Though our interest in the Tex44 gene was motivated by its location within the Mafq1 interval, we consider that Tex44-KO males share few phenotypic traits with the original Rc3 IRCS line as summarized in Supplementary Table 4. Flagellar defects would have been observed in Rc3 males if TEX44 function was affected. Both Spata3 and Tex44 genes seem to have independent functions as the defects observed in both KO target different subcellular compartments and also independent regulations as both genes are above 400 kb distant and as Spata3 is correctly expressed in Tex44-KO testis and reciprocally (Fig. 2b). Nevertheless, this study allowed us to reveal a new gene important for sperm structure and function.

Conclusion

Even though the knockout of Tex44 does not really reproduce the phenotype observed in the Rc3 IRCS males (moderate hypofertility, abnormal anchoring of the acrosome to the nucleus, and persistence of residual bodies at the sperm midpiece) [7], it exhibits other alterations (flagellum defects, abnormal mitochondria).

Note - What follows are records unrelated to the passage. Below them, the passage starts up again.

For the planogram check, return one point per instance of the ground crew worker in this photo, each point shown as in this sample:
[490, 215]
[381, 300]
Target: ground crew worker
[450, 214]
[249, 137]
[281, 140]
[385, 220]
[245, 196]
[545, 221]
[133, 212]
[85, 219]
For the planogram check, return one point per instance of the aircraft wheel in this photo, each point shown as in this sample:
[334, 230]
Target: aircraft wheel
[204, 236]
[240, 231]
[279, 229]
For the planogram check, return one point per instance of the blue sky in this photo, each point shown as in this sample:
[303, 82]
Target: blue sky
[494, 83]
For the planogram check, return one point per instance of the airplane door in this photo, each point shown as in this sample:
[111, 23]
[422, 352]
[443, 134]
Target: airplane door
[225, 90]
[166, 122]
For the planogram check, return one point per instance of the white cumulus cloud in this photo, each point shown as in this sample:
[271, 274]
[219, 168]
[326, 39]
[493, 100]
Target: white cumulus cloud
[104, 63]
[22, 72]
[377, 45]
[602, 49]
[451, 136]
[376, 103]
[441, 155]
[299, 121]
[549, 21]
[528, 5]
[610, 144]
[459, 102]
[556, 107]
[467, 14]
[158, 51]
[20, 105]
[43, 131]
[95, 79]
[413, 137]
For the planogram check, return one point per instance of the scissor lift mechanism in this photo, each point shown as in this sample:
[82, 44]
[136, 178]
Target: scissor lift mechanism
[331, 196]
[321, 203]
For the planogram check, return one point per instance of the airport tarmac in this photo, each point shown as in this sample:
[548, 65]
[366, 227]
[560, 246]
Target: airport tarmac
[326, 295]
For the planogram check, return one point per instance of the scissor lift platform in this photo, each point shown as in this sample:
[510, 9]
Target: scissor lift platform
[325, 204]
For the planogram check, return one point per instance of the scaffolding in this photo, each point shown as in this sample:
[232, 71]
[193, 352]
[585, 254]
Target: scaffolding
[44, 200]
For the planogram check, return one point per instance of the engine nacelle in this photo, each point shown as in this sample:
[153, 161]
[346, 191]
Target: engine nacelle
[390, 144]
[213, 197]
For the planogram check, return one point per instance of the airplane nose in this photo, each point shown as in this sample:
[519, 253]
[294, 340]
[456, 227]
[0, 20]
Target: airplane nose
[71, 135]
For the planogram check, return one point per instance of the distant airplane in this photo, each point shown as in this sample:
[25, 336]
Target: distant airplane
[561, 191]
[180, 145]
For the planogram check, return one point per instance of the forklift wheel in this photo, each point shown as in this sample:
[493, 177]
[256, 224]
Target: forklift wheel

Here, we described a new gene, Tex44, that is implicated in a reproductive phenotype in mice. Taken together, our results show that Tex44 in mice is implicated in the correct set-up of the sperm flagellum during spermatogenesis and more precisely during spermiogenesis. The precise function of the TEX44 protein, its interaction with other sperm proteins, as well as its involvement in humans remain to be investigated.